Bonus [Réservé aux abonnés] : Synergie Solaire – Les textes officiels – Un sondage sur le mécénat de compétences – Mécénat, le mot-

  • Le mécénat de compétences investit l’avenir ! 2 Synergie Solaire – Les acteurs en sont 200 entreprises PME et ETI de la filière, et 60 ONG partenaires sur des projets d’accès à l’électricité et accès à l’eau. Le budget en 2020 sera de 700 000 € dont 20% issus des dons du dîner caritatif.
  • Les textes – Sur le site du Ministère de la Culture, un cadre est défini : Une des possibilités offertes à un mécène entreprise consiste à apporter non pas des financements en numéraire mais des moyens (produits ou services) à la cause qu’elle entend soutenir. Il s’agit ici, d’un « mécénat en nature ou de compétence ».Les critères d’éligibilité à cette forme de mécénat sont exactement les mêmes que ceux prévus pour une contribution en numéraire. Les textes disposent que l’apport de l’entreprise devra être valorisé au prix de revient, ou à la valeur nette comptable pour les éléments inscrits à l’actif de l’entreprise. il est ensuite expliqué comment valoriser une prestation au titre d’un mécénat de compétence.
  • Une enquête sur le mécénat de compétences, co-réalisée en 2014 par Admical et Pro bono lab – Quelques chiffres : 45% du mécénat de compétences est le fait de très grandes entreprises, 70% d’entre elles sont les services. Les missions : 87% sont réalisées au profit d’associations et 57% mobilisent les compétnces professionnelles des collaborateurs. Et beaucoup d’autres données à retrouver sur le site du sondage.
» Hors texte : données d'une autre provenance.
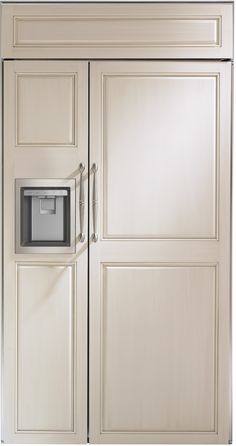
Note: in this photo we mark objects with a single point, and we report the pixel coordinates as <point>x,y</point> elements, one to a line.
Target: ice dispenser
<point>45,216</point>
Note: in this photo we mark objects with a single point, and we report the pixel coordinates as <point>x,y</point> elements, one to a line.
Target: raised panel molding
<point>211,230</point>
<point>198,31</point>
<point>45,353</point>
<point>123,329</point>
<point>57,120</point>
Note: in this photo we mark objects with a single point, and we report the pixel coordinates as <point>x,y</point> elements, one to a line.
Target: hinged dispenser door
<point>45,216</point>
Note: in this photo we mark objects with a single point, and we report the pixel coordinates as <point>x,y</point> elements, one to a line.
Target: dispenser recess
<point>45,216</point>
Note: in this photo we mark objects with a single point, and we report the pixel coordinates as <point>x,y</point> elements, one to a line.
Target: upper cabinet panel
<point>118,30</point>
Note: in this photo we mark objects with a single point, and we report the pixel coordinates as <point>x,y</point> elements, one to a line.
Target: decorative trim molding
<point>215,20</point>
<point>74,100</point>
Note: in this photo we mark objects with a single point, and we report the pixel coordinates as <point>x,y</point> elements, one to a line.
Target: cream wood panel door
<point>45,295</point>
<point>160,270</point>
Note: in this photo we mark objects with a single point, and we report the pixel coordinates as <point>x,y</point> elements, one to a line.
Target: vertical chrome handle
<point>81,203</point>
<point>95,203</point>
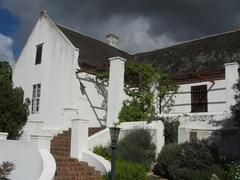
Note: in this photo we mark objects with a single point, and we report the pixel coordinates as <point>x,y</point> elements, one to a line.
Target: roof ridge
<point>190,41</point>
<point>75,31</point>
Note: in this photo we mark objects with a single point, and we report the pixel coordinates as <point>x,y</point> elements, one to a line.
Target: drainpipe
<point>115,90</point>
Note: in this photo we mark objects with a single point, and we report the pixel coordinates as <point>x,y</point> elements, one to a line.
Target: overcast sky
<point>141,25</point>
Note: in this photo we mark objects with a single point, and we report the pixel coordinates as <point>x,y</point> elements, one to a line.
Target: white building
<point>54,70</point>
<point>205,70</point>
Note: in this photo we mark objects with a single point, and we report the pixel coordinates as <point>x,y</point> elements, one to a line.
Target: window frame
<point>38,55</point>
<point>199,98</point>
<point>36,94</point>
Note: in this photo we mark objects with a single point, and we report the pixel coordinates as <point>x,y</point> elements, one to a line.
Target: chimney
<point>43,12</point>
<point>112,40</point>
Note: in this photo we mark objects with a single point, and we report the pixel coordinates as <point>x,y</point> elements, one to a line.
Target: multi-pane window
<point>36,98</point>
<point>199,98</point>
<point>192,136</point>
<point>38,58</point>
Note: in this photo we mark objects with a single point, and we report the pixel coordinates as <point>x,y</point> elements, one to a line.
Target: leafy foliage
<point>234,170</point>
<point>144,82</point>
<point>5,170</point>
<point>170,130</point>
<point>236,108</point>
<point>168,156</point>
<point>129,170</point>
<point>137,147</point>
<point>102,151</point>
<point>194,160</point>
<point>13,112</point>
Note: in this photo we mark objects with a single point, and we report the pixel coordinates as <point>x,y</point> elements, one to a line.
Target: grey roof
<point>201,55</point>
<point>92,52</point>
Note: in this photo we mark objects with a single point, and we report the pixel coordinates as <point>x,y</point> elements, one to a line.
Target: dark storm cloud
<point>162,22</point>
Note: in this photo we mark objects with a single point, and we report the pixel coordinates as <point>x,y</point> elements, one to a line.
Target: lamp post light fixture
<point>114,133</point>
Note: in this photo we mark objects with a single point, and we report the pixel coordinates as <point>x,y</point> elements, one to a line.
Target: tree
<point>13,111</point>
<point>145,84</point>
<point>236,108</point>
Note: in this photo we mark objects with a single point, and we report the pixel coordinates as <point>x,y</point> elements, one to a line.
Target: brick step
<point>63,177</point>
<point>60,148</point>
<point>70,168</point>
<point>59,138</point>
<point>92,131</point>
<point>61,143</point>
<point>61,153</point>
<point>77,173</point>
<point>73,164</point>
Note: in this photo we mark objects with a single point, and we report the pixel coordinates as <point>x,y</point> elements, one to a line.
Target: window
<point>39,54</point>
<point>192,136</point>
<point>36,98</point>
<point>199,98</point>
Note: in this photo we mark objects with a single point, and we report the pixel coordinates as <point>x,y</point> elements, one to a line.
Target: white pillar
<point>115,91</point>
<point>42,141</point>
<point>79,137</point>
<point>231,77</point>
<point>3,135</point>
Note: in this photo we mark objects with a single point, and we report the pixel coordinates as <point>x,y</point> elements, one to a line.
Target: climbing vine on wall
<point>145,85</point>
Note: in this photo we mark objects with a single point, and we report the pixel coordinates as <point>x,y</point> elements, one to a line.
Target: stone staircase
<point>70,168</point>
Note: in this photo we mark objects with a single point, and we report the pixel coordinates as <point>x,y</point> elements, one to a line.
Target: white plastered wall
<point>216,97</point>
<point>61,99</point>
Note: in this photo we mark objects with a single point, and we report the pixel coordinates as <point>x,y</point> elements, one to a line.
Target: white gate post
<point>79,137</point>
<point>231,77</point>
<point>115,91</point>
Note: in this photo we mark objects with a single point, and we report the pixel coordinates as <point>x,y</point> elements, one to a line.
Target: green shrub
<point>5,170</point>
<point>168,156</point>
<point>13,110</point>
<point>196,174</point>
<point>194,160</point>
<point>199,157</point>
<point>102,151</point>
<point>124,169</point>
<point>170,130</point>
<point>137,147</point>
<point>127,170</point>
<point>234,171</point>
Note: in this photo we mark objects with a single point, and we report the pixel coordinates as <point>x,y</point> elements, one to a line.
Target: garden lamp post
<point>114,133</point>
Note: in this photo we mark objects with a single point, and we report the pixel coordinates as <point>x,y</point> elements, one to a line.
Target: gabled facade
<point>205,70</point>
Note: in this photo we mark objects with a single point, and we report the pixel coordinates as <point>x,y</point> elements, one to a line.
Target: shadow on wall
<point>228,140</point>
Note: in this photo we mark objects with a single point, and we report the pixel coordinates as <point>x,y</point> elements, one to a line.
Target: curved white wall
<point>25,156</point>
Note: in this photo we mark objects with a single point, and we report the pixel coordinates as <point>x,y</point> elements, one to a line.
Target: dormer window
<point>38,59</point>
<point>199,101</point>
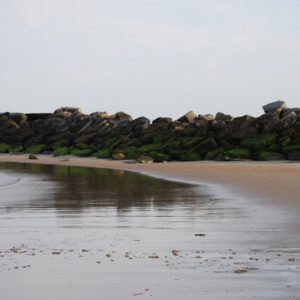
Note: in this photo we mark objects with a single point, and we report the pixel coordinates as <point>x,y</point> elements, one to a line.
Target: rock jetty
<point>275,135</point>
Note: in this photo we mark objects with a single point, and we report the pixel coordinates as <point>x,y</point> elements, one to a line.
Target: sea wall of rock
<point>275,135</point>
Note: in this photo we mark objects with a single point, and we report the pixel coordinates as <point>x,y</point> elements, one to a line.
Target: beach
<point>86,227</point>
<point>277,182</point>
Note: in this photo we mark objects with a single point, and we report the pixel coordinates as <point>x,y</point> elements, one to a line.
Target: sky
<point>149,57</point>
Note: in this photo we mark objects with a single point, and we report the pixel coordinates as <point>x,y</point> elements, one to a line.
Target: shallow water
<point>74,233</point>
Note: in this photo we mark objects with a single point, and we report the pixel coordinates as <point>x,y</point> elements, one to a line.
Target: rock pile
<point>273,136</point>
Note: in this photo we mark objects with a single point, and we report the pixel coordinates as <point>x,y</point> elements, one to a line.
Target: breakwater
<point>275,135</point>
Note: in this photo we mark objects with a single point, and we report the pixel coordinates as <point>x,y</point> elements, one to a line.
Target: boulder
<point>277,105</point>
<point>287,111</point>
<point>207,117</point>
<point>117,156</point>
<point>141,123</point>
<point>68,109</point>
<point>144,160</point>
<point>121,116</point>
<point>37,116</point>
<point>162,121</point>
<point>188,117</point>
<point>18,117</point>
<point>99,114</point>
<point>223,118</point>
<point>269,156</point>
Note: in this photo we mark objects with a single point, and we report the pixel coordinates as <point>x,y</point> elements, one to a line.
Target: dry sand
<point>278,182</point>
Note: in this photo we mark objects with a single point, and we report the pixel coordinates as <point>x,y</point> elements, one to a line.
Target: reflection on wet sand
<point>81,188</point>
<point>82,233</point>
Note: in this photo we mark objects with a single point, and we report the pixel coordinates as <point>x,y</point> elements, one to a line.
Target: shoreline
<point>275,182</point>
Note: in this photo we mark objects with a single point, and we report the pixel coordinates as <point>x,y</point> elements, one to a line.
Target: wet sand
<point>275,182</point>
<point>74,240</point>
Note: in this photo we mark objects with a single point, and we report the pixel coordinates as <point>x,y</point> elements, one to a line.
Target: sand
<point>276,182</point>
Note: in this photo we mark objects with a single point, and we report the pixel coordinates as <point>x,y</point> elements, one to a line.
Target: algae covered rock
<point>144,159</point>
<point>206,146</point>
<point>267,156</point>
<point>188,117</point>
<point>237,154</point>
<point>4,148</point>
<point>117,156</point>
<point>277,105</point>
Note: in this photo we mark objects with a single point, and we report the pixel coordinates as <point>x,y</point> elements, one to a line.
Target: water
<point>74,233</point>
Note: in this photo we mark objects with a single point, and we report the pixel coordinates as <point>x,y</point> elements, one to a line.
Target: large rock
<point>162,121</point>
<point>188,117</point>
<point>121,116</point>
<point>18,117</point>
<point>99,114</point>
<point>277,105</point>
<point>208,117</point>
<point>68,109</point>
<point>224,118</point>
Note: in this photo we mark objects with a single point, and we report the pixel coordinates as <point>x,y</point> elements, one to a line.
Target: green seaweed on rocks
<point>206,146</point>
<point>16,149</point>
<point>190,156</point>
<point>160,157</point>
<point>211,155</point>
<point>81,152</point>
<point>4,148</point>
<point>260,143</point>
<point>267,156</point>
<point>103,153</point>
<point>61,151</point>
<point>237,154</point>
<point>36,149</point>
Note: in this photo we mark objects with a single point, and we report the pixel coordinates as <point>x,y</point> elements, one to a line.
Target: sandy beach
<point>278,182</point>
<point>233,235</point>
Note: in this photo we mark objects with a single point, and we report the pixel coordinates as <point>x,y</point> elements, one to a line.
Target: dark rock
<point>37,116</point>
<point>207,117</point>
<point>117,156</point>
<point>69,109</point>
<point>188,117</point>
<point>176,126</point>
<point>277,105</point>
<point>121,116</point>
<point>162,121</point>
<point>18,117</point>
<point>223,118</point>
<point>144,159</point>
<point>206,146</point>
<point>100,115</point>
<point>268,156</point>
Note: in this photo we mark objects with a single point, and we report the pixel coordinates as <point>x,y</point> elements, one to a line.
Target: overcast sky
<point>149,57</point>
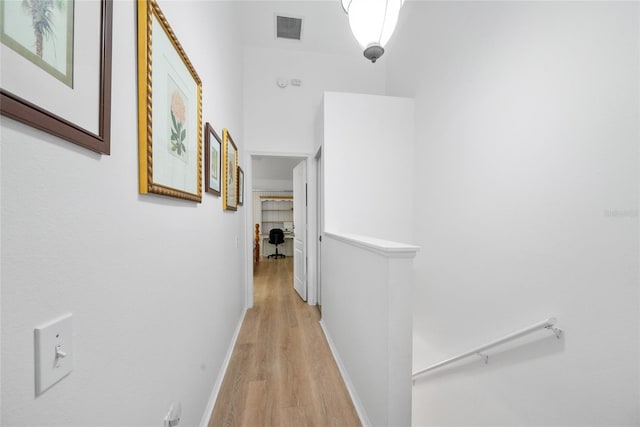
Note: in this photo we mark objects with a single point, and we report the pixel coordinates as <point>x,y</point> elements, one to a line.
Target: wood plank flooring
<point>281,371</point>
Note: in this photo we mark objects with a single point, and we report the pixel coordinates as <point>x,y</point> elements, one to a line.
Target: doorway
<point>270,176</point>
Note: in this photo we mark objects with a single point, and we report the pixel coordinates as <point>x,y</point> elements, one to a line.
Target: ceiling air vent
<point>288,27</point>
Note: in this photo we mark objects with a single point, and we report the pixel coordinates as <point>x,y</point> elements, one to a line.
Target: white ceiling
<point>325,26</point>
<point>325,29</point>
<point>276,168</point>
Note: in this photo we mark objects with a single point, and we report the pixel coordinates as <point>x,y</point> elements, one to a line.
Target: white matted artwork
<point>41,31</point>
<point>170,155</point>
<point>55,72</point>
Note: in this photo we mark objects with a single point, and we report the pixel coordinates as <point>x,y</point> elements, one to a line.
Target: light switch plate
<point>53,352</point>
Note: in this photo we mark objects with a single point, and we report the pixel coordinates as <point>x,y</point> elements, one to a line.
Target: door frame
<point>249,226</point>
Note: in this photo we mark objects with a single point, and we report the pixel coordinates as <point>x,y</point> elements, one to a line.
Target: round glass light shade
<point>372,21</point>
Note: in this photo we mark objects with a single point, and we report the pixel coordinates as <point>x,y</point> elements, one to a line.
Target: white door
<point>300,229</point>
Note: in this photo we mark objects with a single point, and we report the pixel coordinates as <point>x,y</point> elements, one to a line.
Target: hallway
<point>282,372</point>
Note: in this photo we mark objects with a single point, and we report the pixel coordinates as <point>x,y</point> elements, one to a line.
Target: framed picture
<point>212,149</point>
<point>240,186</point>
<point>169,110</point>
<point>56,68</point>
<point>230,172</point>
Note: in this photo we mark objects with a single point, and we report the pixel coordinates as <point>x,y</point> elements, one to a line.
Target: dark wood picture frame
<point>208,186</point>
<point>229,172</point>
<point>26,112</point>
<point>240,186</point>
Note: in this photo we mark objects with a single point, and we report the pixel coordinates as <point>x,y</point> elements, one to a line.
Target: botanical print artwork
<point>42,32</point>
<point>177,122</point>
<point>231,182</point>
<point>214,164</point>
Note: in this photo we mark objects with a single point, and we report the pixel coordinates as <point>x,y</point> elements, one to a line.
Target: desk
<point>285,248</point>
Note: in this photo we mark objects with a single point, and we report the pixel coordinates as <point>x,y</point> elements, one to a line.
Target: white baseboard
<point>347,381</point>
<point>206,417</point>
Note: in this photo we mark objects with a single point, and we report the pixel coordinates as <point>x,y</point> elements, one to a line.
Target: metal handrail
<point>545,324</point>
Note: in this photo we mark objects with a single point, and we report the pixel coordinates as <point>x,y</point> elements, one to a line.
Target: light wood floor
<point>282,372</point>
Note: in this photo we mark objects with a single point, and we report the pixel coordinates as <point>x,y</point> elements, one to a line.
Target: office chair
<point>276,237</point>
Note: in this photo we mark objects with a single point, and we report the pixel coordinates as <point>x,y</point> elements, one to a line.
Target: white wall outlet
<point>173,416</point>
<point>53,352</point>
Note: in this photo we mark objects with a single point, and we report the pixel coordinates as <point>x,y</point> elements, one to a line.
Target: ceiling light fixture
<point>372,23</point>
  • Le mécénat décortiqué – Merci au site ActuaLitté pour ces précisions : À l’origine du mot, on trouve un certain Caius Cilnius Mæcenas, protecteur des arts et lettres dans la Rome antique. Au Moyen-Âge, Isabeau de Bavière entretenait déjà des artistes. L’âge d’or du mécénat survient avec la Renaissance italienne, et notamment avec les Médicis. Beaucoup de peintres, mais aussi des écrivains tels que l’Arétin, en bénéficiaient. En France, François Ier leur emboîta le pas, en accueillant, par exemple, Léonard de Vinci. Au XIXe siècle, le peintre Gustave Courbet, disciple de Proudhon, revendique l’autonomie de l’artiste par rapport au mécène, qu’il soit privé ou public. Aux XXe et XXIe siècles, le mécénat connaît un renouveau aux États-Unis et en Europe, grâce à des familles ou à des personnes comme les Noailles, les Rothschild, Peggy Guggenheim, Pierre Bergé ou la Fondation Cartier. Il s’agit donc d’aider et de promouvoir des activités par des commandes ou des aides financières privées, que le mécène soit une personne physique ou une personne morale. À la différence du sponsoring, le mécénat n’entraîne pas de retombées commerciales quantifiables. Quant à la notion d’intérêt général, elle intéresse des secteurs d’intervention considérés comme peu ou pas du tout rentables, tels que la solidarité, la culture, l’environnement, le sport et la recherche.Le poids du mécénat, porté par des fondations, ne cesse d’augmenter. En France, plusieurs lois ont fait évoluer son cadre, dont celle de 2008, instaurant une nouvelle structure, le fonds de dotation, précédée par la loi Aillagon de 2003 qui permet 60 % de déductibilité fiscale des dons effectués pour le mécénat d’entreprise. En 2012, 31 % des entreprises françaises de plus de vingt salariés participaient à du mécénat, dont 26 % dans la culture et 83 % au niveau local.